This large, plant-eating dinosaur roamed the Earth during the late Jurassic period, between 155 and 145 million years ago, alongside dinosaurs such as Apatosaurus, Diplodocus, Brachiosaurus, and Allosaurus.
The name is derived from the Greek stegos ("roof") and sauros ("lizard") due to the early but mistaken belief that this dinosaur's armored plates lay flat over its back, overlapping like the shingles or tiles on a roof.
While some paleontologists argue that its spiked tail was meant for display only, most believe the tail was used as a weapon. A recent study found a high incidence of trauma-related damage to Stegosaurus tail spikes, lending more weight to the position that they were indeed used for combat.
The term paleontologists use for the spiked tail was inspired by one of Gary Larson's beloved "Far Side" cartoons, in which a group of cavemen are clustered around a picture of Stegosaurus. One of them points to the sharp spikes and says, "Now this end is called the thagomizer ... after the late Thag Simmons."

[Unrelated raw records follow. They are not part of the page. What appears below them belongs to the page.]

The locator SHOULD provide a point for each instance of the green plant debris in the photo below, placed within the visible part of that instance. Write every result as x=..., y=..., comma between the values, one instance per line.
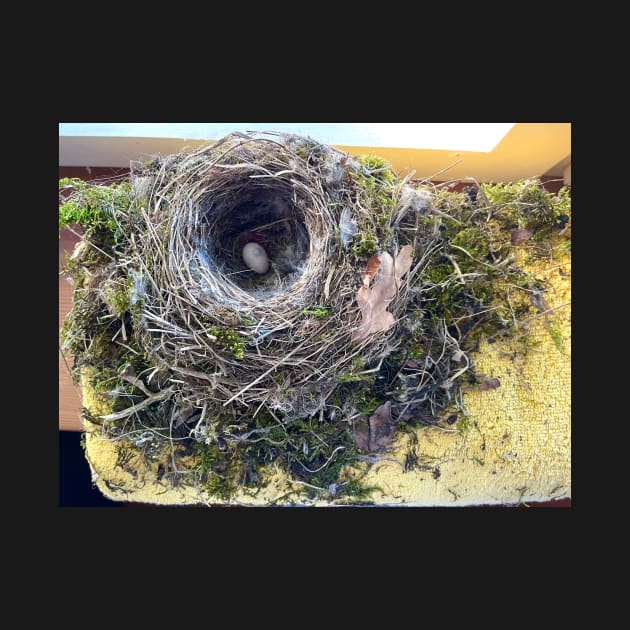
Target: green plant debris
x=216, y=389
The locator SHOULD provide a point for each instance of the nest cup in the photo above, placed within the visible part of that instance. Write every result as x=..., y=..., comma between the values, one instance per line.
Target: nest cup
x=204, y=311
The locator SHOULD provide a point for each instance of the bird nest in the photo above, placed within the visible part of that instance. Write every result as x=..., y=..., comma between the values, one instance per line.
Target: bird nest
x=358, y=317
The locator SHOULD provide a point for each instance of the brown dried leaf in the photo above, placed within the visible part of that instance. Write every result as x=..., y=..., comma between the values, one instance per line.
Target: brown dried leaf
x=373, y=302
x=376, y=434
x=489, y=383
x=381, y=427
x=371, y=269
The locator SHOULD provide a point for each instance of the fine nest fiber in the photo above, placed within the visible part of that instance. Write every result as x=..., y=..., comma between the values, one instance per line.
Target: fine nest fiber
x=373, y=293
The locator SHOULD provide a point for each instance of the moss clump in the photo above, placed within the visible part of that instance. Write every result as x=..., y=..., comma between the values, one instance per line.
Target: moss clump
x=317, y=311
x=231, y=340
x=366, y=245
x=169, y=374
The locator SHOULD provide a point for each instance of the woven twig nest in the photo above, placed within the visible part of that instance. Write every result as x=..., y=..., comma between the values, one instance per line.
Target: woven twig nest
x=372, y=293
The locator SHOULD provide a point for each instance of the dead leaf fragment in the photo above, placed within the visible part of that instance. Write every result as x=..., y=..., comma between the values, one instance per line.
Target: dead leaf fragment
x=374, y=301
x=489, y=383
x=371, y=269
x=376, y=434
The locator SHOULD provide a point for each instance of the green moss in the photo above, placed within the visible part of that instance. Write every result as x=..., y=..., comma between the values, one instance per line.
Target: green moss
x=366, y=246
x=555, y=332
x=231, y=340
x=317, y=311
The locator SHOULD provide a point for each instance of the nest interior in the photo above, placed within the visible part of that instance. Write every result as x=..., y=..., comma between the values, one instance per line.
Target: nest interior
x=376, y=292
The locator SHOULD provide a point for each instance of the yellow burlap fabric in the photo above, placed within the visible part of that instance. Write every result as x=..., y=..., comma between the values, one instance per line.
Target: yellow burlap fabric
x=514, y=447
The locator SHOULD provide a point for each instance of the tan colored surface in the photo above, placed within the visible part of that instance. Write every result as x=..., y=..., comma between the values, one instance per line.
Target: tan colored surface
x=518, y=448
x=527, y=150
x=69, y=394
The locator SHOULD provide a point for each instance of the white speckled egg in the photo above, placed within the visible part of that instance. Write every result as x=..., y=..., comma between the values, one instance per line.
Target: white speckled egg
x=255, y=257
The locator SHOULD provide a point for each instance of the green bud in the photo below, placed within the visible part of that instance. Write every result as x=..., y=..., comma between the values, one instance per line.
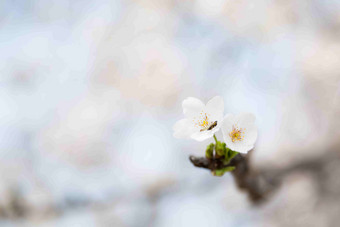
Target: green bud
x=220, y=172
x=221, y=148
x=209, y=152
x=230, y=154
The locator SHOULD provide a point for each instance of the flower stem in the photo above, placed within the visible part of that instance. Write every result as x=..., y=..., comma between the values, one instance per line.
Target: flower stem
x=215, y=138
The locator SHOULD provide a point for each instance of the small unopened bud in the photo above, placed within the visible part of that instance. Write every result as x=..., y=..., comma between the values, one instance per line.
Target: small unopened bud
x=209, y=152
x=220, y=148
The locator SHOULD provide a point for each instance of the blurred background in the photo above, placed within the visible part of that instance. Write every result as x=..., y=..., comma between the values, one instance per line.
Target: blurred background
x=90, y=91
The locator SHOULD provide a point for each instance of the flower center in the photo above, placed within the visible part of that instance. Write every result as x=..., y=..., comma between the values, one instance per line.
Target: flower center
x=237, y=134
x=204, y=123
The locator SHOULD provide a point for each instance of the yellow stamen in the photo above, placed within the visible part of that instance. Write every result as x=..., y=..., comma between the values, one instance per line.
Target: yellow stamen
x=237, y=134
x=203, y=123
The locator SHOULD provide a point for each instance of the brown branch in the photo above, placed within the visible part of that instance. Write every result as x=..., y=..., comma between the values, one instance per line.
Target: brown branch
x=260, y=184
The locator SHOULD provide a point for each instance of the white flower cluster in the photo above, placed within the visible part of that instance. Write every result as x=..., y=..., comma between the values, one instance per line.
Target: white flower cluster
x=202, y=121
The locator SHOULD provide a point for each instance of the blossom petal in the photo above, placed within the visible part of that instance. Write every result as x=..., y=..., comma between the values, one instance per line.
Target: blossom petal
x=246, y=118
x=250, y=135
x=240, y=147
x=183, y=129
x=245, y=121
x=200, y=136
x=192, y=107
x=215, y=108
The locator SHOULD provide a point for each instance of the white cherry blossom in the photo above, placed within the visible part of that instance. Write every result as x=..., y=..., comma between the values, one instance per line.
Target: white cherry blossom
x=201, y=121
x=239, y=132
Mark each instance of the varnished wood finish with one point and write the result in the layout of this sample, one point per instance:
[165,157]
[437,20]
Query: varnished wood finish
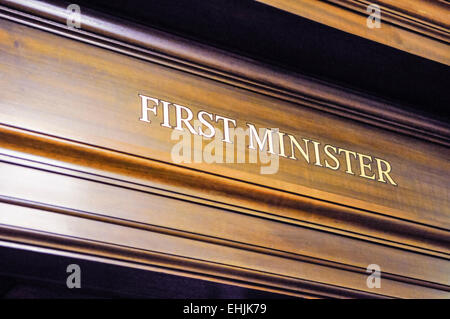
[419,27]
[81,174]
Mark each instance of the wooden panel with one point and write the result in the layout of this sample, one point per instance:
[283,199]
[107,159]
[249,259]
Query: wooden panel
[108,233]
[91,96]
[93,198]
[418,27]
[82,174]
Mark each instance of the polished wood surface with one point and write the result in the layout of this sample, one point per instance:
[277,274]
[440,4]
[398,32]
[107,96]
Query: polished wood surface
[419,27]
[81,173]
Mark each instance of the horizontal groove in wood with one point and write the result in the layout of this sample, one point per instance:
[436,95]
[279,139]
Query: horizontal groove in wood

The myth of a second brain started in the 1870s, when Marsh first described and named Stegosaurus. He speculated that an extra-large space for the spinal cord in the dinosaur's hips may have functioned as a second brain that helped coordinate the stride of its long back legs with its short front legs. Marsh quickly abandoned this hypothesis because no other features of the hip bones confirmed the theory, but popular media had already latched onto the idea, and many ill-informed enthusiasts continue to spread it to this day.
Relative to its body size, Stegosaurus had the smallest brain of any known dinosaur. Its body was the size of a van, but its brain was the size of a walnut (about 2.8 oz).
By the early 1960s, two rows of alternating plates had become the dominant view, mainly because of the discovery of some fossils in which the plates were still partially articulated in this manner.
These plates may have helped Stegosaurus to control its body temperature, in a similar way to modern elephant and rabbit ears. The plates had blood vessels running through grooves and air flowing around the plates would have helped cool the blood.